Tidy Data Set | Human Activity Recognition Using Smartphones Dataset

Analysis and conversion of raw data set to tidy data set was done in following steps

Extracting Feature Names

Extracting feature names from features.txt.
Since only the required features were needed from this huge list of 561 features.Required features were extracted from this list. This could have been done by either randomly searching through the whole list of features and pick columns names that have "mean" or "std" in their names using grep command. But to actually be sure of that we are picking only the necessary columns. Manually extracted the indexes of mean and time duration for time derived, eucleadian norm, fourier transform and angle derivation and use those indexes to extract required feature names and further the same indexes was used to extract required measurements from subject_train.txt & subject_test1.txt This was done as follows. - timeDerivedIndexes<-c(1:6,41:46,81:86,121:126,161:166) eucleadianNormIndexes<-c(201:202,214:215,227:228,240:241,253:254) fftIndexes<-c(266:271,345:350,424:429) angleIndexes<-c(555:561) requiredIndexes<-c(timeDerivedIndexes,eucleadianNormIndexes,fftIndexes,angleIndexes)

Required features(measurements) were extracted from test/train directory from the file subject_train.txt or subject_test.txt and were subsetted using the reqiuiredIndexes created in step 1.

Activity corresponding to each event was taken from y_train.txt or y_test.txt.

Subjectids, features(measurements) and activity vector extracted in step 2,3,4 were column binded using

 requiredSignals=cbind(subjectid,activityVector,requiredSignals)

Step 2,3 and 4 were executed first for train data set and then for test data set and finally both the results were row binded using rbind command.

Merged data obtained in previous step was sorted in the order of first by subject id and then by activity vector to have nice representation in the form of per subject per activity measurements.

Activity labels were taken from activity_labels.txt and a replacement vector was created to replace activity numbers by their actual labels.
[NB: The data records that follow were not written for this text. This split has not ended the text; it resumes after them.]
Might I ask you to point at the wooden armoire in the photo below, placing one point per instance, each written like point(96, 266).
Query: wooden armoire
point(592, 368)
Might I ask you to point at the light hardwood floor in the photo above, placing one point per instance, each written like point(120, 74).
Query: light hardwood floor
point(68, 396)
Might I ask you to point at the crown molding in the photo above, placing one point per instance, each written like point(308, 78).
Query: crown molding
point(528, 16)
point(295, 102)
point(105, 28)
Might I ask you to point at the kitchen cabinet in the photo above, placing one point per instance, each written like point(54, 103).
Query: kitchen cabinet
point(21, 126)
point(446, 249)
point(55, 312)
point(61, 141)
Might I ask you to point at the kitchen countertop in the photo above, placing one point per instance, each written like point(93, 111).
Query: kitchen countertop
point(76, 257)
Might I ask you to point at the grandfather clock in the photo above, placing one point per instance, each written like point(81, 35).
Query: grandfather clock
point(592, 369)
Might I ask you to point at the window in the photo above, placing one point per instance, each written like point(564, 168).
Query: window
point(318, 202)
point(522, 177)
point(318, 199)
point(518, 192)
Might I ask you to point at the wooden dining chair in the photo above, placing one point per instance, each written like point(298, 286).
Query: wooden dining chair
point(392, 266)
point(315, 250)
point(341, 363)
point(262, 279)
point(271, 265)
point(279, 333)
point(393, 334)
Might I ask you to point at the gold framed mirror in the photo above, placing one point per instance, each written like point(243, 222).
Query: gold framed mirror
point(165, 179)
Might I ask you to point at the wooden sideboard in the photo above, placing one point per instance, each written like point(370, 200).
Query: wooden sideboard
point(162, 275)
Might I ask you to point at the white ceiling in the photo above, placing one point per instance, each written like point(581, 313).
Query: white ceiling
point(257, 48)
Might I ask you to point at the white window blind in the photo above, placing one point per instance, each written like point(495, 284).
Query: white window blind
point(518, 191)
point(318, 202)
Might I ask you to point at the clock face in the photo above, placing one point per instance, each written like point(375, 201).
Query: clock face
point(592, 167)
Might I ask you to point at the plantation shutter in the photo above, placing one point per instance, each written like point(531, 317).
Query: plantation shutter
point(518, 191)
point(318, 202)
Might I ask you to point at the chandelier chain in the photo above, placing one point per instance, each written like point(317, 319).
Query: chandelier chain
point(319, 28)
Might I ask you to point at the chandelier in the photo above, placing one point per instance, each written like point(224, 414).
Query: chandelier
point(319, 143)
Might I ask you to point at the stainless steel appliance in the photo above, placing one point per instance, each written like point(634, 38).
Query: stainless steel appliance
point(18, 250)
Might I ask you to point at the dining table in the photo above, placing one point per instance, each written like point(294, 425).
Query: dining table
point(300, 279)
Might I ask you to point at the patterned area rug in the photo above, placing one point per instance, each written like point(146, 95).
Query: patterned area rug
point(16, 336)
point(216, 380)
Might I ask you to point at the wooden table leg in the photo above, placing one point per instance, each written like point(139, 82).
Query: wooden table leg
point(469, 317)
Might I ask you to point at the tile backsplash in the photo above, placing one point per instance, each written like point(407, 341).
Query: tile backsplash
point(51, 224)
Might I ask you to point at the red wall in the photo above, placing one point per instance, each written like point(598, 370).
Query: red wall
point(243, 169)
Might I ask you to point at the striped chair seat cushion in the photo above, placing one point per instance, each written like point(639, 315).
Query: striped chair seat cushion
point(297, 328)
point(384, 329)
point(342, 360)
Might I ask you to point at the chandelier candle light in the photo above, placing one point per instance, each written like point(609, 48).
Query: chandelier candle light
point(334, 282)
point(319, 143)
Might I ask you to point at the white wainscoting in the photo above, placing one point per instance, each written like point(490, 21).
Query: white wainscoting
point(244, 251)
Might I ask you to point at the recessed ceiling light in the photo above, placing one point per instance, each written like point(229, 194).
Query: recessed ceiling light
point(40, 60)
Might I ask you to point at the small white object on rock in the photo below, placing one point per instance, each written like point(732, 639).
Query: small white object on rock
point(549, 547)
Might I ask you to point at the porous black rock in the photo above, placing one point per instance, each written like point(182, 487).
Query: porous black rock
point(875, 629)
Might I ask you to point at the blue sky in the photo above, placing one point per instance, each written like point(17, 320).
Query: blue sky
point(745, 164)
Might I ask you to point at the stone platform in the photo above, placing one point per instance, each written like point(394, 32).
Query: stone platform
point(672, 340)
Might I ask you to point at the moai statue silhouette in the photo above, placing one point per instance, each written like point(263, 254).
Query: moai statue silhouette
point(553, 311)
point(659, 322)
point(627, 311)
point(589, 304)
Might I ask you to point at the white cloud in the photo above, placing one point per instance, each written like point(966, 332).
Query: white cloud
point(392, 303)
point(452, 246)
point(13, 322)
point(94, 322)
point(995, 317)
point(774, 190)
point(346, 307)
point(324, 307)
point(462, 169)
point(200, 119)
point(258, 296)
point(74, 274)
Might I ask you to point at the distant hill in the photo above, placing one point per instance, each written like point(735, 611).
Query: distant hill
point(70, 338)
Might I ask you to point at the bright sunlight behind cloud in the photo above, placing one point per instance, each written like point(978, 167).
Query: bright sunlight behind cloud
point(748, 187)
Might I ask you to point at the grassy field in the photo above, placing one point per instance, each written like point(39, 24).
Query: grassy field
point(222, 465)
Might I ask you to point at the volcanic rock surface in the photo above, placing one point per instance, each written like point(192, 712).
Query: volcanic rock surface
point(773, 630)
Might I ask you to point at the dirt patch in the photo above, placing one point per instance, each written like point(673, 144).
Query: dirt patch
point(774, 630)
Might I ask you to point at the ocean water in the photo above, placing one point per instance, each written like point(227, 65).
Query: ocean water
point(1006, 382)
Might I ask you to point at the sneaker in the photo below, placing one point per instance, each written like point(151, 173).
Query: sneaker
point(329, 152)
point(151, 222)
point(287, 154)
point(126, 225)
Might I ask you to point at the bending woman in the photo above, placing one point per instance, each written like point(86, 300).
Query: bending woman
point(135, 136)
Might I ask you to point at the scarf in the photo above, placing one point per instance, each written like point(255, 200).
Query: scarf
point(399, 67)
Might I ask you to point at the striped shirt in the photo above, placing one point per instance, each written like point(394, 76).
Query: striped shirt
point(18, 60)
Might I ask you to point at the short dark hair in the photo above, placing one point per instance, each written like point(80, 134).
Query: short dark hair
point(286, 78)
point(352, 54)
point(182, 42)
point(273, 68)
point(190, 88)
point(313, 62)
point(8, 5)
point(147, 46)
activityLabels<-c("1"="WALKING","2"="WALKING_UPSTAIRS","3"="WALKING_DOWNSTAIRS","4"="SITTING","5"="STANDING","6"="LAYING")

Column names were converted into descriptive column names using gsub for replacing some of the patterns such as time for t frequency for f etc.

Data was summarized using summarise_each function of dplyr package using mean as a function and grouped_by subject id.

Finally as a last step cleaned data was written into a cleaned_data.txt file with row.names=FALSE and quote=FALSE parameter.